Regarding ctsem specifically, in its present state (v3.3.8) it offers a range of estimation approaches, and the ability to easily enable priors when Bayesian (or some form of penalized) estimation is desired. The default is for maximum likelihood estimation using a form of hybrid (discrete observations, continuous time) extended Kalman filter (Mazzoni, 2008), in which individuals system and measurement parameters may all vary as correlated random effects, fixed effects via covariates, or some combination. In such a case, the random components of the individual differences are integrated out by extending the latent states. The maximum likelihood is sought using optimization approaches, with standard errors and confidence intervals based on the estimated Hessian at the maximum. For improved uncertainty quantification, adaptive importance sampling (Oh & Berger, 1992) can be requested, which uses the maximum likelihood (or posterior mode when priors are used) and estimated asymptotic covariance matrix as an initial proposal distribution. Limitations to this approach include the fact that the likelihood is only approximate when nonlinear random effects (e.g., individual differences in a correlation parameter) are requested, and the adaptive importance sampler (when switched on) has trouble converging when large numbers of parameters are involved. The best approach (given unlimited time/computational resources) is typically the one Hecht and Zitzmann focus on, which uses the Bayesian sampler offered by Stan. In this case the nonlinear random effects are approximated more accurately because the individual parameters are sampled directly and not based on linearizations, and the sampler in Stan offers sophisticated diagnostics. However, as noted, with large numbers of subjects or large systems this quickly becomes intractable, and the alternatives discussed are preferable, at least during model development.

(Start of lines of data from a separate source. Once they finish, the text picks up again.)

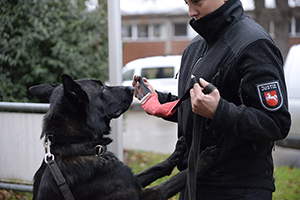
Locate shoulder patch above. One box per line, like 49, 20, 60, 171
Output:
256, 81, 283, 111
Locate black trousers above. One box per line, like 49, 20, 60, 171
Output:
179, 186, 272, 200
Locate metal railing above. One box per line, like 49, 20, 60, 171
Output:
0, 102, 50, 113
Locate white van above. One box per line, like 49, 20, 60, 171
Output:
277, 44, 300, 149
122, 55, 181, 104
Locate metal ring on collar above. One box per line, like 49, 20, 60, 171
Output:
202, 83, 217, 94
95, 145, 107, 157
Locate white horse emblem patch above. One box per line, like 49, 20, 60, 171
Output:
257, 81, 283, 111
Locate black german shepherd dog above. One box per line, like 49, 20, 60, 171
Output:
29, 75, 217, 200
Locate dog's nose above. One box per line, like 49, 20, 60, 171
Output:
126, 86, 134, 92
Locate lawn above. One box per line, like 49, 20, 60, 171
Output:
0, 150, 300, 200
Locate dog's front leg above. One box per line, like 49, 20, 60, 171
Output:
135, 137, 186, 187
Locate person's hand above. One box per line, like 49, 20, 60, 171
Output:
190, 78, 220, 119
132, 75, 155, 100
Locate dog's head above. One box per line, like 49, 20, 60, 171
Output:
29, 75, 134, 138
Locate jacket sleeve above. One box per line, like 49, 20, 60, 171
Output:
207, 41, 291, 142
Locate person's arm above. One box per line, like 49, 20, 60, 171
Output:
192, 41, 291, 142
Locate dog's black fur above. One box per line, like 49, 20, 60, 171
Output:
30, 75, 217, 200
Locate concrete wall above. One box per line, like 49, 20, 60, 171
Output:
0, 112, 44, 183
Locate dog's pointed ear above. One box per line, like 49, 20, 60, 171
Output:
61, 74, 89, 103
29, 83, 57, 100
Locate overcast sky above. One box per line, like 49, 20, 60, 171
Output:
87, 0, 300, 14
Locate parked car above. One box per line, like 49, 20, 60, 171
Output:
277, 44, 300, 149
122, 55, 181, 104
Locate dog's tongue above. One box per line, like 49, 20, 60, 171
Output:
141, 92, 179, 117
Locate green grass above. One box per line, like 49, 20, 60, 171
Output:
0, 150, 300, 200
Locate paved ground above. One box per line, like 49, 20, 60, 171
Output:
123, 110, 300, 168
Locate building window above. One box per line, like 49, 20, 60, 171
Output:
141, 66, 174, 79
174, 23, 187, 37
122, 26, 132, 38
153, 24, 162, 37
138, 25, 149, 38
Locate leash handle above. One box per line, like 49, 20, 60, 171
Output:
184, 77, 216, 200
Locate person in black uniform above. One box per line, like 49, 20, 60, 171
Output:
135, 0, 291, 200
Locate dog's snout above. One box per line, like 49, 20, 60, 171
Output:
126, 86, 134, 92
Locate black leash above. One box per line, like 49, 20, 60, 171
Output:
184, 77, 216, 200
133, 77, 216, 200
44, 136, 75, 200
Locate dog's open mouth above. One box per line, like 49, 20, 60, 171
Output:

It is true that the current range of options is not perfect for such limited (no covariates, no timing differences, random effects on intercepts only, few time points) cases as in the examples shown by Hecht and Zitzmann – tailoring an approach for a specific problem will often yield performance gains over general purpose approaches. Focusing on the filtering approach for the modern form of ctsem was a design decision to allow for greater flexibility in directions where typical SEM is very limited. However, my hope for the future would be to see works that either extend current software to the specific use cases desired, develop algorithms for detecting when specific algorithms should be used, or offer genuine improvements to either a) the underlying computational procedures and libraries, or b) computationally simpler modeling approaches that offer similar or improved options for scientific inference. To give an example of one specific aspect, the major computational bottleneck in ctsem (and, as far as I understand, other stochastic differential-equation-based modeling approaches) is the need to repeatedly solve the stochastic differential equation for different time intervals and system parameters. The primary approach ctsem uses for this is based on matrix exponentiation, as this is near perfect (up to accuracy of the exponential algorithm) for linear systems and can have higher accuracy for moderately non-linear systems (Hochbruck et al., 1998). However, this is likely inefficient for large and sparse (i.e. few connections) systems, and `could’ be considered unnecessarily accurate for many cases. At present one alternative is available within ctsem, using a Taylor–Heun-approximation of the vector field and a modified Gauss–Legendre-scheme for the covariance (Mazzoni, 2008), but testing of this is very limited and it is unclear under which circumstances `good enough’ answers are obtained. For those interested in such projects, I would encourage making contact with those developing the approaches and software directly, as there are always many possibilities and many nuances!